I have a map between hyperbolic space-forms $\varphi:B^n/\Gamma \longrightarrow B^n/H$ (where $\Gamma, H$ are discrete groups of isometries that act freely), and a lift to a map $\tilde{\varphi}:B^n \longrightarrow B^n$. Then, calling $\pi:B^n \longrightarrow B^n/\Gamma$ and $\eta:B^n \longrightarrow B^n/H$ the projections, I have a commutative diagram such that $\eta \tilde{\varphi} = \varphi \pi$.
Let $g \in \Gamma$. Then I have the equation $\eta \tilde{\varphi} g = \eta \tilde{\varphi}$. I want to prove that, in this situation, I have a unique isometry $\varphi_*(g)$ such that $\tilde{\varphi}g=\varphi_*(g) \tilde{\varphi}$.

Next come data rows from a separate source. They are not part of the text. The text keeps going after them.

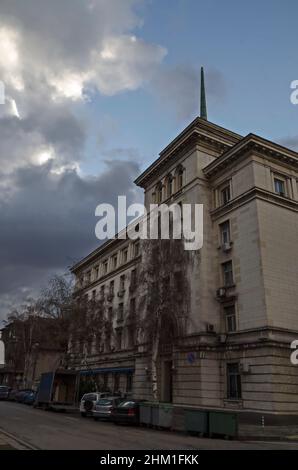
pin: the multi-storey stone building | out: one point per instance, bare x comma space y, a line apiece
234, 349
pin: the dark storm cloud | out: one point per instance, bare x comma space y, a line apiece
179, 88
48, 222
55, 55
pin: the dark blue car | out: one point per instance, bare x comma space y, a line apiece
29, 398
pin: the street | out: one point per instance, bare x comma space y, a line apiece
48, 430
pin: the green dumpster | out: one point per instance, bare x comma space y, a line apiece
223, 423
145, 413
196, 421
162, 415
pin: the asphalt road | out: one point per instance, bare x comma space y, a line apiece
50, 430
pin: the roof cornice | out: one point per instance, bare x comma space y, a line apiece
255, 143
198, 131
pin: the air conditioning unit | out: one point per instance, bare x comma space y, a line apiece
222, 338
244, 368
221, 293
226, 246
210, 328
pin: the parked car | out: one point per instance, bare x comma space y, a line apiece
128, 411
29, 398
4, 392
12, 395
89, 400
104, 407
20, 395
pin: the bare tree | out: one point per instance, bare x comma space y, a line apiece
165, 298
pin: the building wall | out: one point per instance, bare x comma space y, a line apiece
263, 231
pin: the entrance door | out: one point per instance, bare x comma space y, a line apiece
167, 382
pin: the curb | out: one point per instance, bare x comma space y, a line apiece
15, 442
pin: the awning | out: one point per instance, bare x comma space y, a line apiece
115, 370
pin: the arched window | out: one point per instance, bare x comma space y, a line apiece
179, 177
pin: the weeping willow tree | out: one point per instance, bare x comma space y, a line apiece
165, 298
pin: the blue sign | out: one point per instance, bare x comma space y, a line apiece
191, 357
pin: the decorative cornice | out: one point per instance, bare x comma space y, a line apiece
254, 193
199, 131
251, 143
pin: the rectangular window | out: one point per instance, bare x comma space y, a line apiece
88, 277
230, 317
225, 194
225, 232
96, 272
124, 256
118, 339
227, 270
129, 383
116, 383
102, 291
120, 312
112, 283
105, 267
279, 187
233, 381
133, 278
136, 249
114, 261
132, 306
131, 330
122, 282
105, 381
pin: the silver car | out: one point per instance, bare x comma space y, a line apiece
89, 400
104, 407
4, 392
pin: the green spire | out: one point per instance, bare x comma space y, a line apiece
203, 105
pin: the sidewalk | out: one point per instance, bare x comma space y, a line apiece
10, 442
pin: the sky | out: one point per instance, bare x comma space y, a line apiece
95, 89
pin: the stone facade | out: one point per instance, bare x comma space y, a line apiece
234, 352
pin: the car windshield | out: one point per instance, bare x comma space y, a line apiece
104, 402
89, 396
127, 404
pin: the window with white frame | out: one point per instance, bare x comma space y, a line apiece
230, 318
225, 194
124, 256
233, 381
122, 283
225, 236
114, 261
280, 186
227, 273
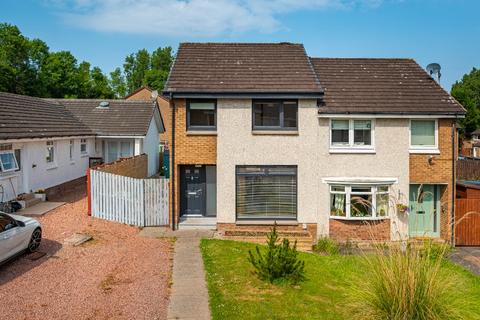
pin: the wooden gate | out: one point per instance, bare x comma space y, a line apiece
467, 222
140, 202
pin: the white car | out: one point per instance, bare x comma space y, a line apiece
18, 234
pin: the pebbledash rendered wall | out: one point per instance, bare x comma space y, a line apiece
309, 151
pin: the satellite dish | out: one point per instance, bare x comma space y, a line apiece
434, 68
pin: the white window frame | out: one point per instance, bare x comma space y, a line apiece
84, 142
352, 147
12, 152
348, 193
52, 163
423, 149
72, 150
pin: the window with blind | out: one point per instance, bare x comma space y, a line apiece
423, 134
266, 192
351, 134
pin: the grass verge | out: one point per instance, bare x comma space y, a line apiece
235, 293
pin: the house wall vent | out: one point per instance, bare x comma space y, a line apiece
103, 104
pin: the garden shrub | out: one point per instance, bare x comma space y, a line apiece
327, 246
279, 261
405, 284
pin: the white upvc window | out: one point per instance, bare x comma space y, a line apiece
352, 135
83, 146
8, 160
359, 202
424, 136
50, 154
72, 149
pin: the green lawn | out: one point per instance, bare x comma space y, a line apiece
237, 294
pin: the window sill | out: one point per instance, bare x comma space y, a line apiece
275, 132
360, 218
424, 151
352, 150
8, 175
267, 222
202, 133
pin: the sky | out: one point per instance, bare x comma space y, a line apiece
103, 32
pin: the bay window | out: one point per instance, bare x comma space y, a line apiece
266, 192
351, 134
359, 202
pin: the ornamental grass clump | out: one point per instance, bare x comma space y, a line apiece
406, 284
279, 261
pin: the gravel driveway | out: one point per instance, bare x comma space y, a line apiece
117, 275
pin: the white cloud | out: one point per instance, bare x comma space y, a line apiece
190, 18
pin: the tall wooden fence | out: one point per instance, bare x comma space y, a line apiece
468, 169
140, 202
467, 222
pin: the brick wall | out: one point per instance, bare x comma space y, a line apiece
342, 230
190, 149
438, 171
133, 167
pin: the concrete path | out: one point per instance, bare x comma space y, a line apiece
469, 257
189, 294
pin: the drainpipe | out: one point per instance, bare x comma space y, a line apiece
172, 159
453, 184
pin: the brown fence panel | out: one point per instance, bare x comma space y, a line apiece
467, 222
468, 169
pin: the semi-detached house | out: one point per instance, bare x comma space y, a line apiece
264, 133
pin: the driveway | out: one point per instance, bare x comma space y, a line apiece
117, 275
469, 257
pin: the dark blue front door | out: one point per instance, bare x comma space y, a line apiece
193, 190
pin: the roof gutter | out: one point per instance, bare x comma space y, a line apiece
246, 95
391, 115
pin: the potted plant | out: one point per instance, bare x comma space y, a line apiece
402, 208
40, 194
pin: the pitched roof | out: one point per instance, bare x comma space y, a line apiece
388, 86
121, 117
23, 117
241, 68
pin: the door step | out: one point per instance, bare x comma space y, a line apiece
204, 223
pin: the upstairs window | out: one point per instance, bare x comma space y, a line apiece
275, 115
72, 149
8, 161
423, 134
83, 146
351, 134
50, 157
201, 115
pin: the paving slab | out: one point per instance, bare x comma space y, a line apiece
189, 294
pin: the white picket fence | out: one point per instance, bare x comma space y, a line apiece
140, 202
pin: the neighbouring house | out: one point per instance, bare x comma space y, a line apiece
264, 133
147, 94
46, 143
122, 128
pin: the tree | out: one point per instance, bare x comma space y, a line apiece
143, 69
59, 75
467, 92
117, 83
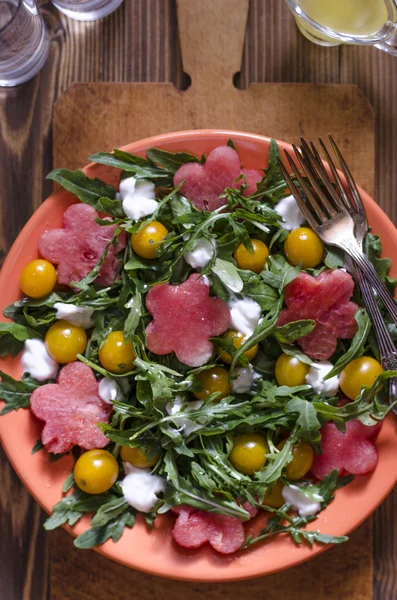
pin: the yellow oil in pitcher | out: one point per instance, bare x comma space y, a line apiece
356, 18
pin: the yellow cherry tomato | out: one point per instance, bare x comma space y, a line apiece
65, 341
138, 458
96, 471
273, 496
252, 262
302, 460
115, 354
214, 380
248, 454
238, 339
290, 371
148, 239
304, 246
361, 371
38, 278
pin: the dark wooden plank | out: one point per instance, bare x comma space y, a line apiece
139, 43
24, 543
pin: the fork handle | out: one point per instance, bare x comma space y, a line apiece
370, 273
387, 349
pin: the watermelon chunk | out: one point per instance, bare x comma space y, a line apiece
78, 246
326, 300
194, 528
353, 451
184, 318
205, 183
71, 410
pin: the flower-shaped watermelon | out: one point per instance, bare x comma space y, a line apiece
326, 300
78, 246
184, 318
205, 183
193, 528
353, 451
71, 410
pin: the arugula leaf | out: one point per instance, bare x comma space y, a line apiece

What I can get is that for every $x \in B^n$ there is an isometry $h_x \in H$ such that $\tilde{\varphi}g(x) = h_x \tilde{\varphi}(x)$, but I don't know how to prove that this isometry $h_x$ does not depend on the point $x$. How can I prove it?
Thanks in advance.
$\tilde \varphi : B^n \to B^n$ is invertible, so $\varphi_*(g) = \tilde \varphi g \tilde \varphi^{-1}$.